Each project will be geared toward expanding access to solar power in low-income and disadvantaged communities, ensuring the communities that need it most are able to experience lower energy bills, new job opportunities, and a decreased reliance on fossil fuels.
Deploying these projects quickly and efficiently for the maximum impact (both cost savings and climate impact) comes down to one thing: data. Here are three key ways to leverage data and make Solar for All a success.
Use data to qualify homes
To achieve Solar for All’s goal of expanding solar access to 900,000 US households – either through rooftop solar installations or community solar programs – implementers will need to identify and qualify households as quickly and cheaply as possible. This can be done by leveraging different types of data: permit data, utility data, and modeling data.
Household-level permit data, accessible through companies like Shovels.AI, can quickly identify which households, for example, will need a new roof as part of the program. Household utility data, accessible through UtilityAPI, can identify households with high utility bills or past-due utility bills that will benefit the most from the program. And solar modeling companies like Aurora Solar can leverage a wide variety of data sources to model a solar system design in a matter of minutes.

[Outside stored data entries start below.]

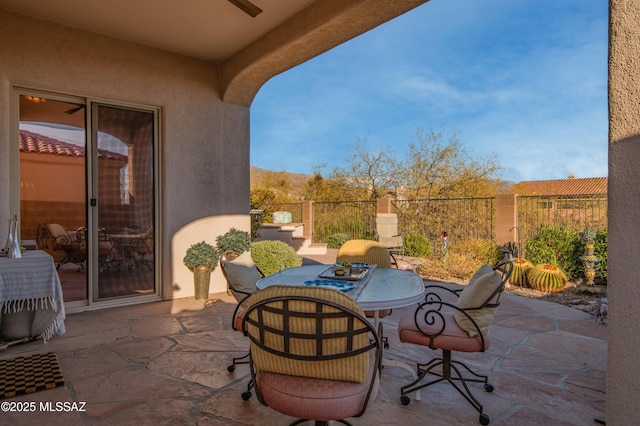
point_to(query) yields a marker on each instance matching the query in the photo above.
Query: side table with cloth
(31, 300)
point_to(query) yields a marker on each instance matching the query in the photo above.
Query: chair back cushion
(57, 230)
(242, 275)
(473, 299)
(366, 251)
(295, 345)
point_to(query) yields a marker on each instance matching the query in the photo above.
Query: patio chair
(143, 247)
(314, 356)
(63, 245)
(456, 320)
(241, 274)
(371, 252)
(387, 233)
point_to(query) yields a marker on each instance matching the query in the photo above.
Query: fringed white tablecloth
(32, 283)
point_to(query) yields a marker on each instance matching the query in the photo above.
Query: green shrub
(272, 256)
(201, 254)
(336, 240)
(233, 240)
(355, 227)
(417, 246)
(558, 246)
(600, 249)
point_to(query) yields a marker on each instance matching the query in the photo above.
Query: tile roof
(571, 186)
(39, 144)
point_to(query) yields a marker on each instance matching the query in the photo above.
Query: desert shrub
(201, 254)
(559, 246)
(463, 260)
(336, 240)
(478, 249)
(233, 240)
(272, 256)
(600, 242)
(417, 246)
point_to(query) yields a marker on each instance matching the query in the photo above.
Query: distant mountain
(261, 178)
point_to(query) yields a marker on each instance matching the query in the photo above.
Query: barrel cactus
(521, 267)
(547, 278)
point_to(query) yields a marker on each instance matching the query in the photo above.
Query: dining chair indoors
(241, 274)
(455, 320)
(314, 355)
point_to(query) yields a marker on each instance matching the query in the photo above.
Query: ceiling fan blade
(247, 7)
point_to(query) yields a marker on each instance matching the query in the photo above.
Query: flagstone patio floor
(166, 363)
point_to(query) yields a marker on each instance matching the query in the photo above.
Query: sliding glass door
(87, 193)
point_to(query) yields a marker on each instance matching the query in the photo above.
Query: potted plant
(233, 240)
(201, 258)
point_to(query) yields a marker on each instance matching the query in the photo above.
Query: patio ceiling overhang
(248, 50)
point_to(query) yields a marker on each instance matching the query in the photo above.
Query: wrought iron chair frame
(430, 310)
(266, 306)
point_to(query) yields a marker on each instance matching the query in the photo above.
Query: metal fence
(571, 211)
(357, 219)
(461, 218)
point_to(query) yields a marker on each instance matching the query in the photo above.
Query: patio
(166, 363)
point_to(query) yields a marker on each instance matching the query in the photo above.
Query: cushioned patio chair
(241, 274)
(314, 355)
(63, 245)
(455, 320)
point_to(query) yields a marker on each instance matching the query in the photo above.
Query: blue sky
(525, 80)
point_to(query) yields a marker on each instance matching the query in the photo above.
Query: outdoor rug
(29, 374)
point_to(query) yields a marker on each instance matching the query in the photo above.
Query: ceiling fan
(247, 7)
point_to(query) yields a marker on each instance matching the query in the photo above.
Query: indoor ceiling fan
(247, 7)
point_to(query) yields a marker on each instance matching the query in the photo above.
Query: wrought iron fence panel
(572, 211)
(357, 219)
(460, 218)
(294, 208)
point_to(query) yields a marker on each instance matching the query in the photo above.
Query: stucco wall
(623, 358)
(204, 148)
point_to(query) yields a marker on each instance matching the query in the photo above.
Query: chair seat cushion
(452, 337)
(317, 399)
(481, 286)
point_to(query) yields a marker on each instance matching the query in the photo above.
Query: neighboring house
(570, 186)
(180, 85)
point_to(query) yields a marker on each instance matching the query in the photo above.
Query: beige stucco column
(307, 219)
(623, 357)
(383, 205)
(506, 207)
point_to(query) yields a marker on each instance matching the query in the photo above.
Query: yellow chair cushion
(483, 283)
(352, 368)
(366, 251)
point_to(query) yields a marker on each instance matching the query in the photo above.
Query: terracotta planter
(201, 278)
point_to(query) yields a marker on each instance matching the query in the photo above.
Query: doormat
(29, 374)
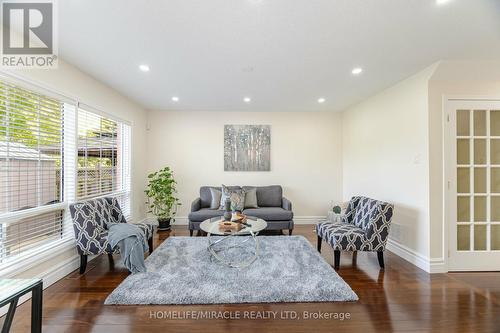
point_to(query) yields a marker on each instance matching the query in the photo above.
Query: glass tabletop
(211, 226)
(11, 287)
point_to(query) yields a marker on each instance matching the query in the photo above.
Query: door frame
(448, 168)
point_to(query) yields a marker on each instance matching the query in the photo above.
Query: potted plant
(162, 201)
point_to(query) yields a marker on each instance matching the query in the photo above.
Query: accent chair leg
(111, 261)
(83, 263)
(336, 259)
(150, 245)
(380, 256)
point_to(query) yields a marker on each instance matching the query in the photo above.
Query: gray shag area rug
(182, 271)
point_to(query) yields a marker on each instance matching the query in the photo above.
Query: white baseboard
(438, 265)
(409, 255)
(183, 220)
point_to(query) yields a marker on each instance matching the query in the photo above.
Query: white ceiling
(284, 54)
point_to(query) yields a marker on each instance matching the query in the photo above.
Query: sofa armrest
(196, 205)
(286, 204)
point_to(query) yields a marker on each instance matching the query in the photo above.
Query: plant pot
(164, 224)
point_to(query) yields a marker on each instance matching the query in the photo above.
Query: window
(51, 154)
(103, 167)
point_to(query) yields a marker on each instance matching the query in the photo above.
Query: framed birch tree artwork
(247, 147)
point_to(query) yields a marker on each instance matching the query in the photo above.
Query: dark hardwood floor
(402, 298)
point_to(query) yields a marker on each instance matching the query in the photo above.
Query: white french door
(472, 157)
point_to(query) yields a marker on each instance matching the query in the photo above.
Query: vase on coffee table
(227, 212)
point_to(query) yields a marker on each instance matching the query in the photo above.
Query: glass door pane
(478, 177)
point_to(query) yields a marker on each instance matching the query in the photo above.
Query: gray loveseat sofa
(275, 209)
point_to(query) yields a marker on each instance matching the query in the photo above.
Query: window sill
(41, 255)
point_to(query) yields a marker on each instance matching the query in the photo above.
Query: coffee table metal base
(220, 245)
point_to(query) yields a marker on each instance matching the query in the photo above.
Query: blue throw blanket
(132, 244)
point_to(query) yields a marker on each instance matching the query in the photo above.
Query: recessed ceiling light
(144, 68)
(357, 71)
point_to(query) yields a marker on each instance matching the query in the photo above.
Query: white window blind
(33, 128)
(53, 154)
(103, 158)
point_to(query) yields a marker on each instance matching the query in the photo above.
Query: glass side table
(10, 292)
(228, 240)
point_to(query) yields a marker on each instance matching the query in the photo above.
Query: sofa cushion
(206, 197)
(215, 195)
(235, 195)
(270, 213)
(204, 214)
(268, 196)
(251, 198)
(343, 236)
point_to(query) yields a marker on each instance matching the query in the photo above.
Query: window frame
(38, 254)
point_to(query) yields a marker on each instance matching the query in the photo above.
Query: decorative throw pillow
(251, 198)
(237, 198)
(216, 195)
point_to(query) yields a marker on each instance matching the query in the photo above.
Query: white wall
(305, 154)
(385, 156)
(70, 81)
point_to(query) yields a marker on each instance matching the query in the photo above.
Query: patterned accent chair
(364, 227)
(90, 222)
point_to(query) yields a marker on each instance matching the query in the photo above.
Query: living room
(276, 166)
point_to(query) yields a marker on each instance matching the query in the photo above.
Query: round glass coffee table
(231, 248)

All of this data can be collected and utilized before a community-based organization engages with a household, keeping costs low and maximizing the program’s impact. As recipients develop their go-to-market plans and strategies, they should work to keep data at the center of their engagement strategy.
Use data to quantify emissions savings
Reducing carbon emissions is a cornerstone of the Solar for All program, but many states and implementing partners are planning to use existing tools that estimate emissions savings instead of actually measuring them. Here again, is another opportunity for Solar for All recipients to leverage data to keep costs low and program accountability high.
One example of how this could work is WattCarbon’s Energy Attribute Tracking System (WEATS), which uses customer usage data to quantify the emissions impacts of different distributed energy resources, including rooftop solar, on an hour-by-hour basis across the country. Because the power grid is cleaner in some places than others, solar deployed in Georgia will have a different impact than solar deployed in Nevada, and how solar impacts each household’s energy usage will vary.
Now is the time to retire old models that estimate carbon emissions and leverage data to precisely and transparently track emissions impacts on a household-by-household basis.
Support data access platforms to make data available
Finally, the Solar for All program and the rest of the Inflation Reduction Act create a generational opportunity to advance the deployment of data access platforms nationwide.
Roughly a decade after the Obama administration initiated the Green Button initiative, utilities across the country have made progress in making customer data securely and digitally accessible to the clean energy industry, but much work remains.
To maximize the impact of Solar for All and all of the other new federal programs, governors, mayors, legislatures, and all stakeholders nationwide should come together to support investment in data access platforms. Doing so will save time, money, and hassle – all precious commodities as the impacts of climate change accelerate.